Hamburg. Zum Auftakt des internationalen Festivals am Thalia Theater inszeniert dort erstmals der japanische Theatermacher Toshiki Okada.

Es mag auf den ersten Blick seltsam anmuten, ein Theaterstück über ein Gebäck zu entwickeln. Doch bei genauem Hinsehen ergibt es durchaus Sinn. Mit der Uraufführung seines Stückes „Doughnuts“ eröffnet der erstmals am Thalia Theater inszenierende japanische Theatermacher Toshiki Okada an diesem Freitag das diesjährige Thalia-Toleranz-Festival „Um alles in der Welt – Lessingtage 2022“. Das traditionell aufklärerisches Denken feiernde Festival setzt dabei auf ein lebensbejahendes Motto: „Celebration of Life“.

Ein Doughnut ist ein beliebter runder Krapfen mit viel Rand und einem Loch in der Mitte.

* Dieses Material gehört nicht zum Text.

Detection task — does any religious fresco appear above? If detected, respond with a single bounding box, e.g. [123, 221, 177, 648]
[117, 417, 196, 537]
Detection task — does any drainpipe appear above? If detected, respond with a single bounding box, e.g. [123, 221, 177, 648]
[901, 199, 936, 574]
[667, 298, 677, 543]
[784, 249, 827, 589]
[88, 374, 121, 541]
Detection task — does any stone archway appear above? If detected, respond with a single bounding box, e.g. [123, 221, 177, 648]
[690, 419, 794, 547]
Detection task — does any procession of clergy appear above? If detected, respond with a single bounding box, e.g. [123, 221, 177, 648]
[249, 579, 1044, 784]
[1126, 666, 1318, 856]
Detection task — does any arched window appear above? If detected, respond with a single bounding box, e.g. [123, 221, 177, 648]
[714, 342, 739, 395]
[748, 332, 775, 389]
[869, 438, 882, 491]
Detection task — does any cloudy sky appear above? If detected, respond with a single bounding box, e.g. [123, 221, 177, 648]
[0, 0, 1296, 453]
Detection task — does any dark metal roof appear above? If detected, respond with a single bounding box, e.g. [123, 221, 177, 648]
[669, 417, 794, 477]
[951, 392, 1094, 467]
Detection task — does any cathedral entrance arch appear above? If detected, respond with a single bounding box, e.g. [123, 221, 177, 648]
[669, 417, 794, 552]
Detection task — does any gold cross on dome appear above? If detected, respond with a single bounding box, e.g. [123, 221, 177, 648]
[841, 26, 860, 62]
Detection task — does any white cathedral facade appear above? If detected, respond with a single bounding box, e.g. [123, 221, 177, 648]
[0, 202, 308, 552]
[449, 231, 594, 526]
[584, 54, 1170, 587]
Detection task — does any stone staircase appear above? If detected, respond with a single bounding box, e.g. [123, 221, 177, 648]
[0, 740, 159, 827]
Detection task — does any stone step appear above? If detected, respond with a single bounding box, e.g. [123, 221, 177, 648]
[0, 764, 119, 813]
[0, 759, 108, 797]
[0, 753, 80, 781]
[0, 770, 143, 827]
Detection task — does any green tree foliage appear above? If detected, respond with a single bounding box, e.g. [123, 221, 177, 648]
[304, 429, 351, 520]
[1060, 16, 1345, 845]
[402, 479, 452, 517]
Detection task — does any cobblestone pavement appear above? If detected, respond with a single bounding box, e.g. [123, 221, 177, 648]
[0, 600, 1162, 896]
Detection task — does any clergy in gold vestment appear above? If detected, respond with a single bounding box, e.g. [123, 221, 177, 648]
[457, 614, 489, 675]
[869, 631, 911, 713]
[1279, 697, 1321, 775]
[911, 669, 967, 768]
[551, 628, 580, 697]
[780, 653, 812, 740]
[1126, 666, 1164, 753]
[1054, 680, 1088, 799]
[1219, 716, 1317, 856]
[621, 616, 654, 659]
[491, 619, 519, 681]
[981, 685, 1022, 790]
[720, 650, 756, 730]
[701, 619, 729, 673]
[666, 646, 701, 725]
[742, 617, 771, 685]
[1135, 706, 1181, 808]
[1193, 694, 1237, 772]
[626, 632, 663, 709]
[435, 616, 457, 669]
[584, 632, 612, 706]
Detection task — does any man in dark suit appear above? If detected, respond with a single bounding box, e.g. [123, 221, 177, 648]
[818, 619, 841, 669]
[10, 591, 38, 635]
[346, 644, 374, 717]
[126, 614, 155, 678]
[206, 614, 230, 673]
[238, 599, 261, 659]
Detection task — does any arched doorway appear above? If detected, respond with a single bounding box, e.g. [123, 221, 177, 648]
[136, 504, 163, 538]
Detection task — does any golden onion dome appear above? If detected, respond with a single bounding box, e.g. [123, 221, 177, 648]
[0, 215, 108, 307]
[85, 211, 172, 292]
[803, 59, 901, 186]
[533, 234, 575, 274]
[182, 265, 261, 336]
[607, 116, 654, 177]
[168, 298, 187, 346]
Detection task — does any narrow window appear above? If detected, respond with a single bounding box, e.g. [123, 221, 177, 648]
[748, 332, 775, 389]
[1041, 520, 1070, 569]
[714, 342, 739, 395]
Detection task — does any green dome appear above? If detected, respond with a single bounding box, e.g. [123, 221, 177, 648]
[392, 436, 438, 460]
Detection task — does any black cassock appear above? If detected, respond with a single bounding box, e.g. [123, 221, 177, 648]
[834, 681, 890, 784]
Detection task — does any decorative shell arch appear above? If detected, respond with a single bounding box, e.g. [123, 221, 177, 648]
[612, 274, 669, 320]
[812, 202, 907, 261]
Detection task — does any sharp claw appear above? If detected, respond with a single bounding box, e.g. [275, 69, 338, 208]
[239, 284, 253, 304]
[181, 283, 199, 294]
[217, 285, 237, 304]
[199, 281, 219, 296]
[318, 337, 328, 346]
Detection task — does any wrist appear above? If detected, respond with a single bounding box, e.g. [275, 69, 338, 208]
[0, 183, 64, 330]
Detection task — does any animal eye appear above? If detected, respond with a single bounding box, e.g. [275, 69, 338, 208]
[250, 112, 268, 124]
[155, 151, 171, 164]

Deshalb wurde er unlängst auch von Wirtschaftswissenschaftlern entdeckt, die eine Doughnut-Theorie entwickelten.

Theater Hamburg: Okada erzählt seine Geschichte

Der Klimawandel und der Verlust der Artenvielfalt setzen darin Grenzen für den Handlungsspielraum der menschlichen Zivilisation. Die Theorie, die eine Leerstelle in einer Welt erodierender Gewissheiten beschreibt, liefert Theatermacher Toshiki Okada Hintergrund und Anlass, seine Geschichte zu erzählen.

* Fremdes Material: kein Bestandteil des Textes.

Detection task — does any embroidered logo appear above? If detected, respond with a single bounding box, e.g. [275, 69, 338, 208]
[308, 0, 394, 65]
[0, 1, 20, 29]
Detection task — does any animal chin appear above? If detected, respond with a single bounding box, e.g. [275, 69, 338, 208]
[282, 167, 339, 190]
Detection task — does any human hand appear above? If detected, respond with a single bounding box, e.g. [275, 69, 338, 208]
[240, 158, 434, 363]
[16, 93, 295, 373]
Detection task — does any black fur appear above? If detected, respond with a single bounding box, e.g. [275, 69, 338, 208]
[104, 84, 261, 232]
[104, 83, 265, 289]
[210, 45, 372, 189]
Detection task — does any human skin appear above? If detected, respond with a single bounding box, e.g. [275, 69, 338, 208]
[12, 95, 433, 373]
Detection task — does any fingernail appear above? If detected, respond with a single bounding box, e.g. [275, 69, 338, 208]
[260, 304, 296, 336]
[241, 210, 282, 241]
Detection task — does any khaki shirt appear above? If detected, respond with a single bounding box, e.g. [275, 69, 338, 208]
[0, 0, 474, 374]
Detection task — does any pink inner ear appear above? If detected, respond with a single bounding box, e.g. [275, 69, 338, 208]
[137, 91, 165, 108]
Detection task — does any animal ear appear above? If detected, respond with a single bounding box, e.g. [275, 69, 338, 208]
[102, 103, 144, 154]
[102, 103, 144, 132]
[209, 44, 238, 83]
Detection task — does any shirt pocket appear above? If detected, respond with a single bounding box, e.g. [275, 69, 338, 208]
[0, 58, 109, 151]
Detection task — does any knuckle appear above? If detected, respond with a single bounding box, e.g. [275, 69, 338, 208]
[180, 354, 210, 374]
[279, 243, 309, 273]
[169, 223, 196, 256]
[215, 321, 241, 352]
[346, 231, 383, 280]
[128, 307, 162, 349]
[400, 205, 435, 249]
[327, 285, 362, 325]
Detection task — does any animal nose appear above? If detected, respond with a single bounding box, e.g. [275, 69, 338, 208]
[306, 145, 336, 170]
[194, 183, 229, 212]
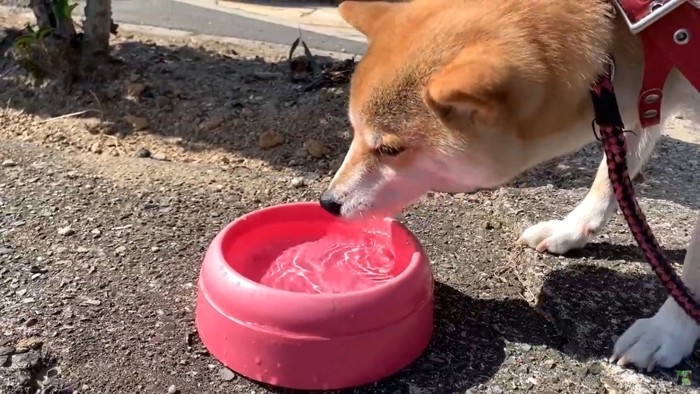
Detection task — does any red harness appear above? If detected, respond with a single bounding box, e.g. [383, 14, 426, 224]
[591, 0, 700, 324]
[613, 0, 700, 128]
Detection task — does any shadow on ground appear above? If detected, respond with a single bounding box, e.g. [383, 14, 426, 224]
[514, 137, 700, 209]
[268, 282, 562, 393]
[538, 264, 700, 386]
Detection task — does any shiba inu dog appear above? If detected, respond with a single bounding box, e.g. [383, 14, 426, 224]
[321, 0, 700, 370]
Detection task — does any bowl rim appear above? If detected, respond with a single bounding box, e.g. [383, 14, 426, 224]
[216, 201, 430, 300]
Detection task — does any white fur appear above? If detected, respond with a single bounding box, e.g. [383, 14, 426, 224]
[610, 298, 700, 371]
[611, 216, 700, 370]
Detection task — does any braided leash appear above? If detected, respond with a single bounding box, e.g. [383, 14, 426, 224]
[591, 63, 700, 324]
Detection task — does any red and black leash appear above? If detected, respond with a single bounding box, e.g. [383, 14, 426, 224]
[591, 63, 700, 324]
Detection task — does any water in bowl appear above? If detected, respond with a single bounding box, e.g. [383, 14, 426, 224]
[259, 220, 396, 294]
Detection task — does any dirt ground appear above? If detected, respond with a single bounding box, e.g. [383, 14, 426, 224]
[0, 6, 700, 394]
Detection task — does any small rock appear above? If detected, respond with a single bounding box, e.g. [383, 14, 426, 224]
[588, 362, 603, 375]
[136, 148, 151, 159]
[15, 337, 44, 353]
[253, 71, 284, 81]
[289, 176, 306, 188]
[10, 352, 39, 369]
[83, 298, 102, 306]
[126, 83, 146, 98]
[29, 265, 46, 274]
[304, 140, 330, 159]
[258, 131, 284, 149]
[58, 226, 75, 237]
[219, 368, 236, 382]
[199, 116, 226, 131]
[124, 115, 149, 131]
[90, 142, 102, 155]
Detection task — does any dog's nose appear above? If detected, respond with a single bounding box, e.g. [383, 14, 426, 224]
[320, 194, 343, 216]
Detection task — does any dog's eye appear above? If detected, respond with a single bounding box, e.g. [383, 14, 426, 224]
[377, 145, 404, 156]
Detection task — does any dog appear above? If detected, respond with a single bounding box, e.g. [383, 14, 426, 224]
[320, 0, 700, 371]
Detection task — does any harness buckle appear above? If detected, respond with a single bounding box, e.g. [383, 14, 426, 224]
[612, 0, 688, 34]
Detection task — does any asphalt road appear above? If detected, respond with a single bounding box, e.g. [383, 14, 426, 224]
[112, 0, 365, 55]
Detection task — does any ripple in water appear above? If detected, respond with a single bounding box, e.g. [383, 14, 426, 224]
[260, 226, 395, 294]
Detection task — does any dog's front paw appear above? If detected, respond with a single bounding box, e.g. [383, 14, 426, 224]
[610, 298, 700, 371]
[518, 220, 590, 254]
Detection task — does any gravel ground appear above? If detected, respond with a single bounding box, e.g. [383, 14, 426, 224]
[0, 6, 700, 394]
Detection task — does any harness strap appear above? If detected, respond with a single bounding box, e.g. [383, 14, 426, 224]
[591, 69, 700, 324]
[615, 0, 700, 128]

Das Setting von „Doughnuts“ klingt zunächst realistisch. Eine Gruppe Konferenzteilnehmer trifft in einem Hotel aufeinander. Beim gemeinsamen Warten in der Lobby auf ein Taxi zum Tagungsort kommt man ins Gespräch. Bis unvorhergesehene Vorfälle passieren und das Unkontrollierbare Einzug erhält.

Toshiki Okada begann in der Freien Szene

Wie viele Theatermacher, die mit neuen Formen experimentieren, begann auch Toshiki Okada in der Freien Szene. Seit Jahren ist er ein Liebling internationaler Festivals und von Produktionsstätten wie Kampnagel in Hamburg. Gemeinsam mit seiner 1997 gegründeten Gruppe Chelfitsch hat er Stücke inszeniert, die er allesamt selbst verfasst hat. Das Schreiben und das Regieführen gehören für ihn untrennbar zusammen.

In seinen Stücken treiben ihn vor allem die Zumutungen der modernen Lebens- und Arbeitswelt um. In Hamburg gastierte er bereits mit seinen Arbeiten „Current Location“ und „Hot Pepper, Air Conditioner, and the Farewell Speech“. Seine Ästhetik zeichnet sich durch eine streng reduzierte Formensprache aus. Häufig führen seine Figuren alltägliche Handlungen in einer scheinbar realistischen Umgebung aus, die sie jedoch in Wiederholungen und Überspitzungen theatral überhöhen.

Theater Hamburg: „Doughnuts“ verändert Perspektive

Dabei transportieren sie mitunter skurrile Inhalte in einer Umgangssprache. „In unserem Alltag gibt es viele körperliche Haltungen, die nicht so natürlich aussehen, die komisch, auffällig oder merkwürdig sind“, sagt Okada. „Diese aus Theaterperspektive zu betrachten, finde ich interessant.“

2015 begann Toshiki Okada eine engere Zusammenarbeit mit den Münchner Kammerspielen, wo das Stück „The Vakuum Cleaner“ entstand, das zum Berliner Theatertreffen 2020 eingeladen wurde. Der Schritt hin zum Stadttheater war damit getan. Der Auftakt bei den Lessingtagen des Thalia Theaters dürfte auch in Hamburg Sehgewohnheiten positiv auf den Kopf stellen – und dabei vielleicht nicht ganz so süßlich ausfallen, wie es der Titel suggeriert.